Example 3. Controllable periodic destruction oxidation of methyl β-D-ribofuranoside
0.899 g (4. mmol) periodate sodium was dissolved in 8 ml of water, then added with stirring 0.648 g (4 mmol) of methyl β-D-ribofuranoside and the solution kept at room temperature. According to TLC in the system chloroform - ethanol 4:1, the reaction ends after 1 hour.
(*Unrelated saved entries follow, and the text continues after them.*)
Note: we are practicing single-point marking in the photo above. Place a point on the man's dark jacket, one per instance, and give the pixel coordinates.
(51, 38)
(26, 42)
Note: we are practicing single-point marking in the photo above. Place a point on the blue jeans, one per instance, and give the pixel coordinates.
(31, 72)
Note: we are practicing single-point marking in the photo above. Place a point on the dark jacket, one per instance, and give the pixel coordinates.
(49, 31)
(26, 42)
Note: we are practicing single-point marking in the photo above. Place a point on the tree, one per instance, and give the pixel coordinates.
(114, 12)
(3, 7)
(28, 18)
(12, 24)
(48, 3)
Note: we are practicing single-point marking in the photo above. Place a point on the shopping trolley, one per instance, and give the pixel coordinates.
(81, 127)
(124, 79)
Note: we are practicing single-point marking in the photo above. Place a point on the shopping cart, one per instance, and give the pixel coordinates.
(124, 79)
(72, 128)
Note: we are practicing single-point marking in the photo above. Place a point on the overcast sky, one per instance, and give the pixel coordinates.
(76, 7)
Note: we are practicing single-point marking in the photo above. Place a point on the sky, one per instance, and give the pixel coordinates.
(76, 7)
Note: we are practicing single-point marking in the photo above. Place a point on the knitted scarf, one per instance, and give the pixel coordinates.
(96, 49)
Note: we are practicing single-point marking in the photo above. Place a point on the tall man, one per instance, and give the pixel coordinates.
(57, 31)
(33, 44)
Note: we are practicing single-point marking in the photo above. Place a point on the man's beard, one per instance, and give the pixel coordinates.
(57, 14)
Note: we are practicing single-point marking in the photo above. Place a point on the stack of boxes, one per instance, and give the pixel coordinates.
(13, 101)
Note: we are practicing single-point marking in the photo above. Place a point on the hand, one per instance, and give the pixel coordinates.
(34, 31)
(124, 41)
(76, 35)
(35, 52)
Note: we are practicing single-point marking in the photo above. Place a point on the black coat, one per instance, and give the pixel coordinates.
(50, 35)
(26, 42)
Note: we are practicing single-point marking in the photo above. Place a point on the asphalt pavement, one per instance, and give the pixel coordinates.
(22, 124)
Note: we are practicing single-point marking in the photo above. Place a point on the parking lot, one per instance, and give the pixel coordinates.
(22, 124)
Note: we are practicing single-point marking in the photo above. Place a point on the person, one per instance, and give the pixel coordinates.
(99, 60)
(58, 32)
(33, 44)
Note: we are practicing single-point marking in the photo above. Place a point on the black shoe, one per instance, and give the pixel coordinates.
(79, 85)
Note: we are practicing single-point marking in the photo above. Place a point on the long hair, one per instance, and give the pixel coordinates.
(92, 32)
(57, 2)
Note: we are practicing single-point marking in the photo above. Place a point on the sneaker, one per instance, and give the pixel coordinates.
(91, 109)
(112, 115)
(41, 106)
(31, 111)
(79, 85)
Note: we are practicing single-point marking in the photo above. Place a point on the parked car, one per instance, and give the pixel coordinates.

Reactional the mixture was left in the refrigerator for 20 hours at 0°C, the precipitated white crystalline precipitate NaIO3was filtered and received a 0.5 M solution dialdehydes derived methyl β-D-ribofuranoside, which is used for the crosslinking of chitosan. The solution dialdehydes derived stable when stored in the refrigerator for several months.
Example 4. Obtaining a solution of 3-oxoglutarate aldehyde (2,2'-oxadiazolidine)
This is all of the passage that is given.